The case for a green recovery from COVID-19
The past two years of lockdown, recession, disruption, and instability have exposed a fundamental truth about the ideologies and institutions which make up the global economic system, and thus shape the lives of everyone on this planet: our economies are unjust, unequal, and unsustainable. They are no longer fit for purpose.
Nations and societies have been forced through phases of triage, stabilisation, stimulus, and nascent recovery through multiple waves, and multiple variants. A return to business as usual is not possible post-COVID-19, and the window to limit global heating below 1.5°C and secure a liveable future is rapidly closing. In short, we need a green recovery.
We must seize the opportunity to guide the recovery and economic transformation, to choose a path of sustainability, equality, and prosperity for all. We need a recovery that fundamentally restructures the ways our economies and societies work; a recovery that can tackle the intertwined crises of poverty, climate change and biodiversity loss; a recovery for the benefit of all, not the few.
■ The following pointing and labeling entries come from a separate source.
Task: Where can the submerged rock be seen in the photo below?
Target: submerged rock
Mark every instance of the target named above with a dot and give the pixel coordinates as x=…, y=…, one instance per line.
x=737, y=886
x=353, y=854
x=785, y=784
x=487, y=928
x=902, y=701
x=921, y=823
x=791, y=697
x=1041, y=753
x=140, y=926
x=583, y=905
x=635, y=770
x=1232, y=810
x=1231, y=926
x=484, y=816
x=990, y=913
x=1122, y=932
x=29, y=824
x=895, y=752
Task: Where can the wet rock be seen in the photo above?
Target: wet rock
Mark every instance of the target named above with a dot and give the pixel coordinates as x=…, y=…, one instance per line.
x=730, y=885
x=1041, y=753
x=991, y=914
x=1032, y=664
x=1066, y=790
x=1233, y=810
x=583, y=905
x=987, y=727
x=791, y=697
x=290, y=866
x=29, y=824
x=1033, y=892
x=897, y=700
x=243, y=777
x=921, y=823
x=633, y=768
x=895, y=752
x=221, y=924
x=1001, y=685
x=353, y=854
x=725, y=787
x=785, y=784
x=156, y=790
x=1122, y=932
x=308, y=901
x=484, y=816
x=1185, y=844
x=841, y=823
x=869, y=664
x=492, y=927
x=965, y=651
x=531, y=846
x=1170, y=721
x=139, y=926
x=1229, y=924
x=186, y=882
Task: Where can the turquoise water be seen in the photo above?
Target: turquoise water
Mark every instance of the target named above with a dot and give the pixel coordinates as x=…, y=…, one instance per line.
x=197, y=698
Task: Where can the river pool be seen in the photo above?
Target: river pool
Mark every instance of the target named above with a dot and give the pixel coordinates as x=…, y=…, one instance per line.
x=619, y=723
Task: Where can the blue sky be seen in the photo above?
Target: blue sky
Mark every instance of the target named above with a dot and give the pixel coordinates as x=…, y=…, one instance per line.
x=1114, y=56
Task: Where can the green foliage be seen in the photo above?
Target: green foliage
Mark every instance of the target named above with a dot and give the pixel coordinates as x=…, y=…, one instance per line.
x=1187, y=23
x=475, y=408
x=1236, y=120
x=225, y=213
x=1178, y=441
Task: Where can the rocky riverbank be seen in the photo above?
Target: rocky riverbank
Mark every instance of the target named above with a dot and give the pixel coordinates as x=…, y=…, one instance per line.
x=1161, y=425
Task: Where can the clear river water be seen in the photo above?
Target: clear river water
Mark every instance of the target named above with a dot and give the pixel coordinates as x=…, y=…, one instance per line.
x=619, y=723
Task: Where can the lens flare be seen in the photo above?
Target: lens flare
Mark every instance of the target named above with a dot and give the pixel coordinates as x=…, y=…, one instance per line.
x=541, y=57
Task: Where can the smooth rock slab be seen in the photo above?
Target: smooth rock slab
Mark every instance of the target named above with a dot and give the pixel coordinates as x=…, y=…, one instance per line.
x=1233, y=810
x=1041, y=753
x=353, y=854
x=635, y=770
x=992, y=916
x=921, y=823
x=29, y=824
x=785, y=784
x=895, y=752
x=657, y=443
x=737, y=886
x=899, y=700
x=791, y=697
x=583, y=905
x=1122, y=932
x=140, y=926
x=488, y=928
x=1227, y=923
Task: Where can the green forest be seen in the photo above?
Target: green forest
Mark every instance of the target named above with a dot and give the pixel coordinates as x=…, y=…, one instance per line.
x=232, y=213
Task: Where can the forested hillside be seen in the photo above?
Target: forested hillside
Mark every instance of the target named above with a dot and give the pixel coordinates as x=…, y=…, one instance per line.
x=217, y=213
There are already inspiring stories of local green recoveries in action around the world. Pakistan is developing a debt-for-nature scheme to accelerate the planting of 10 billion trees, creating thousands of jobs. Germany's Emscher Landscape Park has generated an estimated 85,892 jobs and US$107 million in annual benefits to the community, while global investment in the green energy transition hit a new annual high of US$500 billion in 2020.
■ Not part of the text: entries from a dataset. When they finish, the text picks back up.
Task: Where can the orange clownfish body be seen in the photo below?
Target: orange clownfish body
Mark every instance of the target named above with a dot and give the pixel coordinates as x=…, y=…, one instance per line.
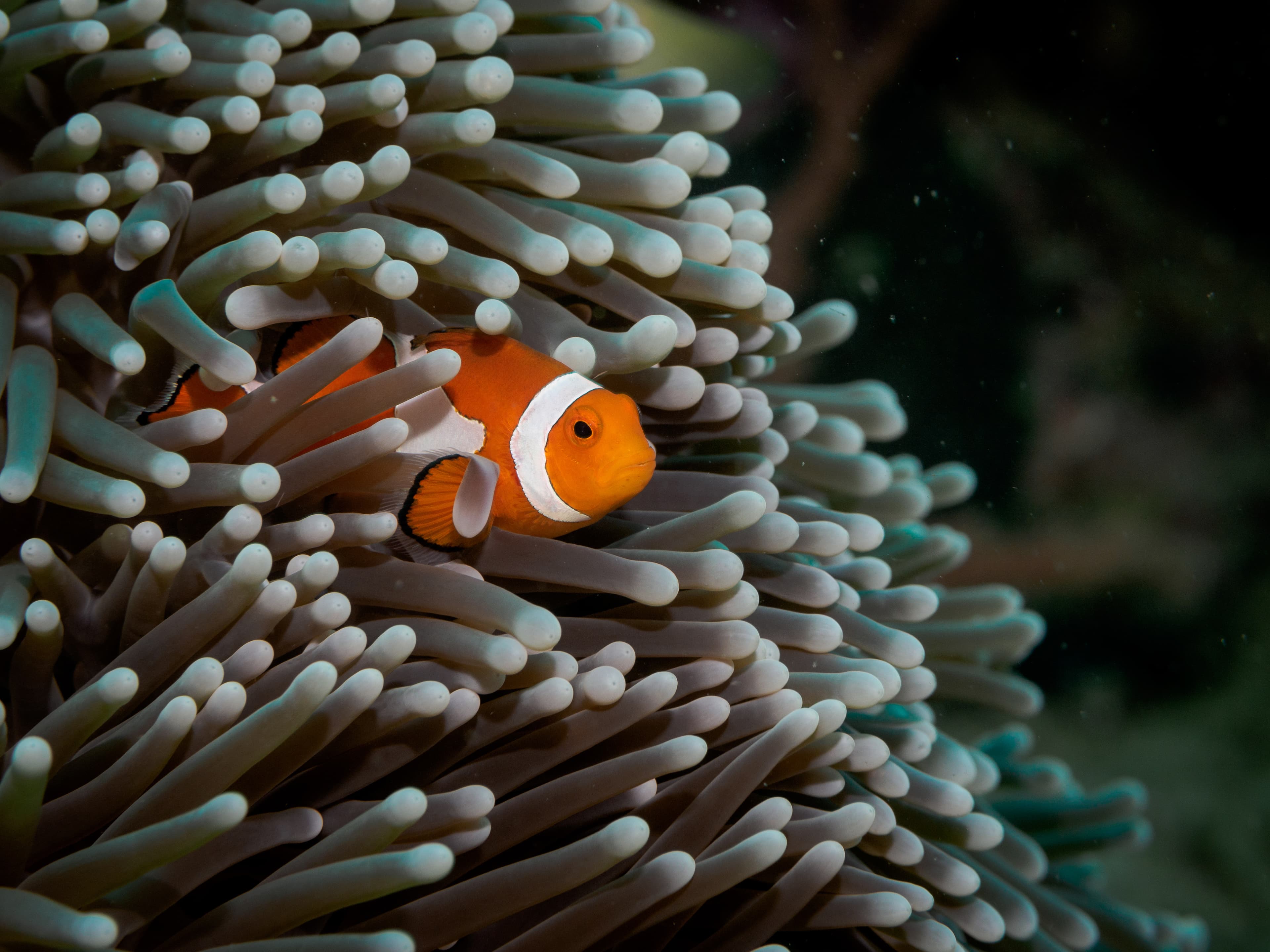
x=568, y=451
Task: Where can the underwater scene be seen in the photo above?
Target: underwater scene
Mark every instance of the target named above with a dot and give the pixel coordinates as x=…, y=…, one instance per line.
x=637, y=475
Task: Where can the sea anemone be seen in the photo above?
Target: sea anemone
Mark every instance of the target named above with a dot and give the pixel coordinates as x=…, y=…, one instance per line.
x=237, y=716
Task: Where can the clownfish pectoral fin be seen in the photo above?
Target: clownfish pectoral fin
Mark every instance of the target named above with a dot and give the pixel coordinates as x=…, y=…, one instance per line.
x=447, y=506
x=476, y=497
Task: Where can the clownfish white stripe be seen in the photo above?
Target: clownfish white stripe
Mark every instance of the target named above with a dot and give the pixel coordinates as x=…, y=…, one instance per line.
x=530, y=445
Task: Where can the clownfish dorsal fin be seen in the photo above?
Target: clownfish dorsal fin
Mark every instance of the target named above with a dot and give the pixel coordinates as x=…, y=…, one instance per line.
x=447, y=506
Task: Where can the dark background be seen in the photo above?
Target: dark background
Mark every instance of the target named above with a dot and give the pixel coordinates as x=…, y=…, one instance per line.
x=1052, y=221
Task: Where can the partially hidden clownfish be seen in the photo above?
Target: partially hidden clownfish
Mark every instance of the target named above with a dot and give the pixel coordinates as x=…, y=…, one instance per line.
x=536, y=449
x=281, y=348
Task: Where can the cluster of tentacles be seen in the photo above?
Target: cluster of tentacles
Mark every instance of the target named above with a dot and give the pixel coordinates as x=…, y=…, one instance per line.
x=235, y=716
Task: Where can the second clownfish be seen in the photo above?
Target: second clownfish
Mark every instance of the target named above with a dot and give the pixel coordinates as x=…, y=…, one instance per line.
x=282, y=348
x=516, y=441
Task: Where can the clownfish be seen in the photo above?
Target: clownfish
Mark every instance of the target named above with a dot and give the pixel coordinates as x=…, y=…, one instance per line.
x=516, y=441
x=281, y=348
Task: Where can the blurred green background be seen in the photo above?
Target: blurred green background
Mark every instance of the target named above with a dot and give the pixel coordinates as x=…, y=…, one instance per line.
x=1052, y=221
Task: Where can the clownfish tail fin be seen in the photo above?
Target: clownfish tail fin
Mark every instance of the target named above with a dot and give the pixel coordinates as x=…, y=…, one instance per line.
x=447, y=506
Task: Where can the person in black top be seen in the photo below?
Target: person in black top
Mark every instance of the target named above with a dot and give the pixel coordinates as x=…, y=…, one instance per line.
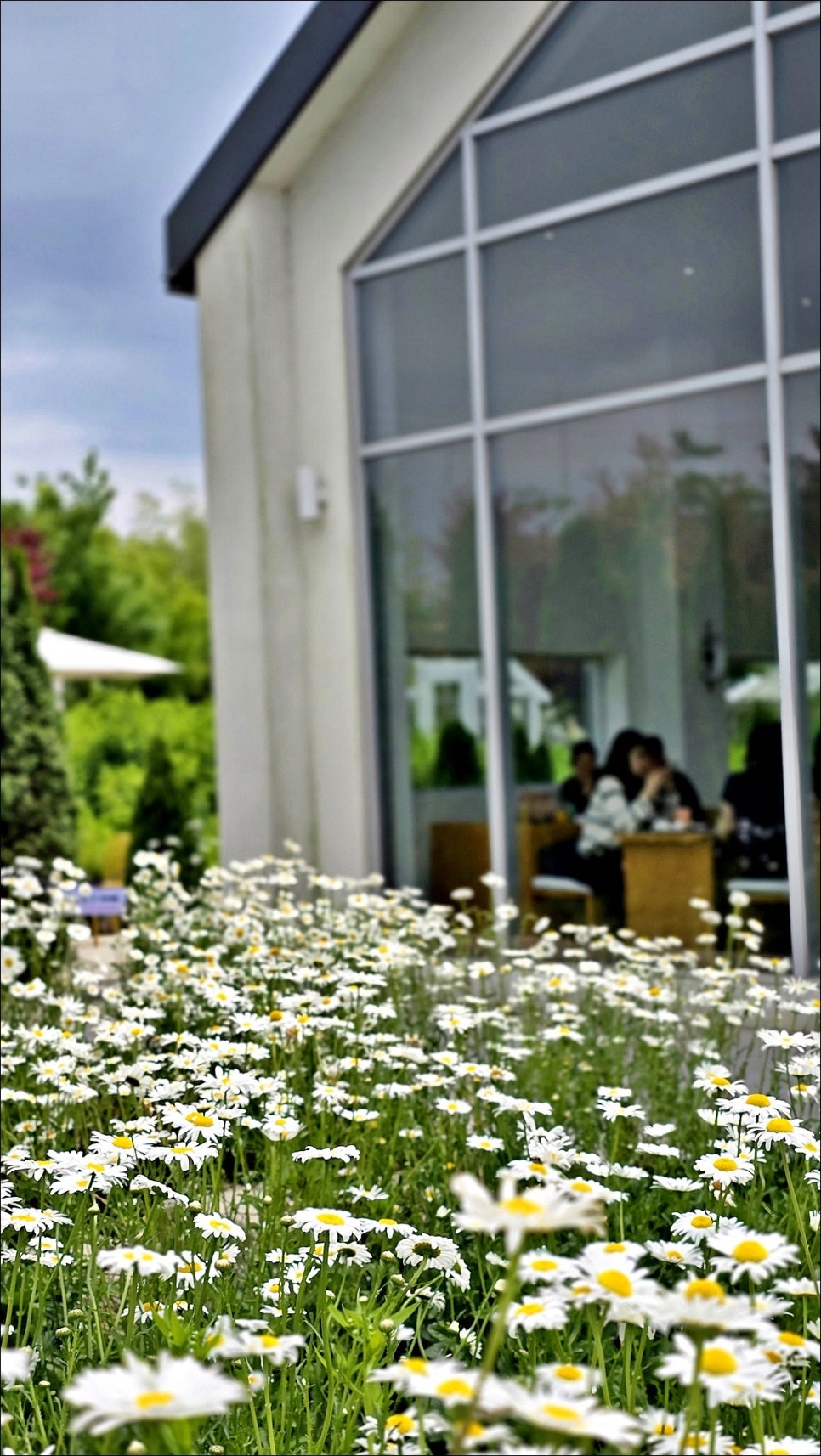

However, these individual pockets of progress will not add up to a global green recovery if they remain isolated and atomised. To be effective, the green economy coalition argues that any green recovery worth of the name must be global, systemic, and address four key pillars of impact: stakeholder dialogue, economic transformation, natural restoration, and governance reform. A truly green recovery must begin by listening to people around the world who are impacted most, especially those who are most vulnerable: poor people, marginalised communities, women, indigenous groups, and many others. Only if all voices are heard can a proper case for action be made, one informed by the perspectives of those it impacts the most.
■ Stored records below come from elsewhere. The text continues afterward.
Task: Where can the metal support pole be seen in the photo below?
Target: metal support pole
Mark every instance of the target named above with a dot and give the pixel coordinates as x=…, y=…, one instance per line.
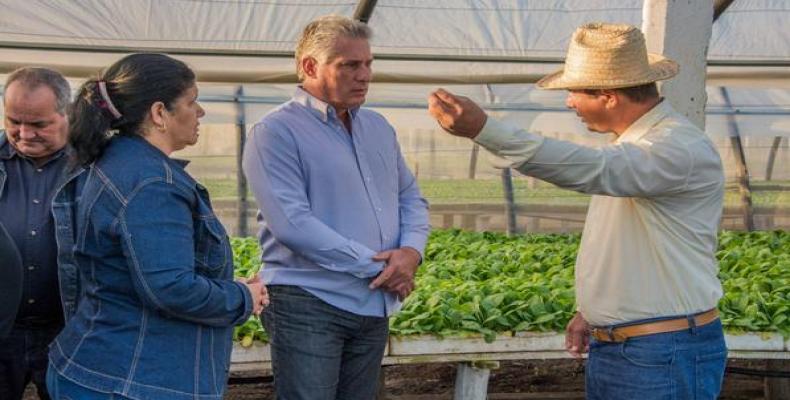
x=473, y=160
x=241, y=179
x=510, y=204
x=364, y=10
x=741, y=171
x=769, y=169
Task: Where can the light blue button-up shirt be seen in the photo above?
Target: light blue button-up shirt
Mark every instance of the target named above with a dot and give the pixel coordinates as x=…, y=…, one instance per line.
x=330, y=200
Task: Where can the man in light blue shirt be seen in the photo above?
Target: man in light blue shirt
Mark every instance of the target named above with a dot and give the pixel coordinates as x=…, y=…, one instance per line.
x=343, y=224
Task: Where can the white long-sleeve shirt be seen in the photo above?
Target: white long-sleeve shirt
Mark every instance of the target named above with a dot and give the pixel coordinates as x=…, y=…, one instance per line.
x=649, y=242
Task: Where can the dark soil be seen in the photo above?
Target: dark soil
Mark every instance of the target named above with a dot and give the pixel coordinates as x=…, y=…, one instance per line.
x=534, y=379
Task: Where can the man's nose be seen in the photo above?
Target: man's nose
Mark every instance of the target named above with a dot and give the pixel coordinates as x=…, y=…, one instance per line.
x=365, y=73
x=26, y=131
x=569, y=101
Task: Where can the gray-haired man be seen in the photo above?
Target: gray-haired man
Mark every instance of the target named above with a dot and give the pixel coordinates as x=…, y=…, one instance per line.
x=32, y=162
x=343, y=223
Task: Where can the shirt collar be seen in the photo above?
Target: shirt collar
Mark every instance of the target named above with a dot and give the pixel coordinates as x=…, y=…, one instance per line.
x=645, y=122
x=323, y=110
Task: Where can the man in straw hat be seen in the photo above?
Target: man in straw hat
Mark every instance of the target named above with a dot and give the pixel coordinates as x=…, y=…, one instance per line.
x=646, y=283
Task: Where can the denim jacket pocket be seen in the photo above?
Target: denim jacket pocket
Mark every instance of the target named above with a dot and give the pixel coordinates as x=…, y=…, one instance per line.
x=212, y=250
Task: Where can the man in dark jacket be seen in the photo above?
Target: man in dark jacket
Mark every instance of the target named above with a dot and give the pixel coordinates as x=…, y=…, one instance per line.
x=33, y=161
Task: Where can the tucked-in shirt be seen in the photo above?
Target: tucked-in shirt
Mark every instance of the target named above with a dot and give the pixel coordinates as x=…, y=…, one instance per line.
x=649, y=241
x=25, y=212
x=330, y=200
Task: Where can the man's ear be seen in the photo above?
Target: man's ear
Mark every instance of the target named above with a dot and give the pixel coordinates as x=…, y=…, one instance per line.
x=611, y=98
x=310, y=66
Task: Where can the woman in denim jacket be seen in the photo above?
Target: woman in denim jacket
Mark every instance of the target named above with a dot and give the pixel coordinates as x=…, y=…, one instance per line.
x=158, y=301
The next step is the structural response: transforming the economic system so that it prioritises people over profits, long-term value over short-term gain, and natural wealth over destructive extraction. We must take radical, collective steps to fundamentally reshape our economies via a structural green recovery with bold new policy ideas, embedding new eco-social priorities for governance, through new financing mechanisms and revenue streams, and building on examples of success that are already emerging.
Finally, we must ensure that the green recovery is fundamentally accountable: accountable to citizens, to communities, and to the planet. We must ensure that the green recovery is informed by the needs of those who do not currently have a voice such as indigenous communities, children, non-humans, and those yet to be born. And we need new metrics and measurements to assess how new policies are having an impact, so that policymakers and communities can respond in real time to ensure an adaptive and responsive recovery.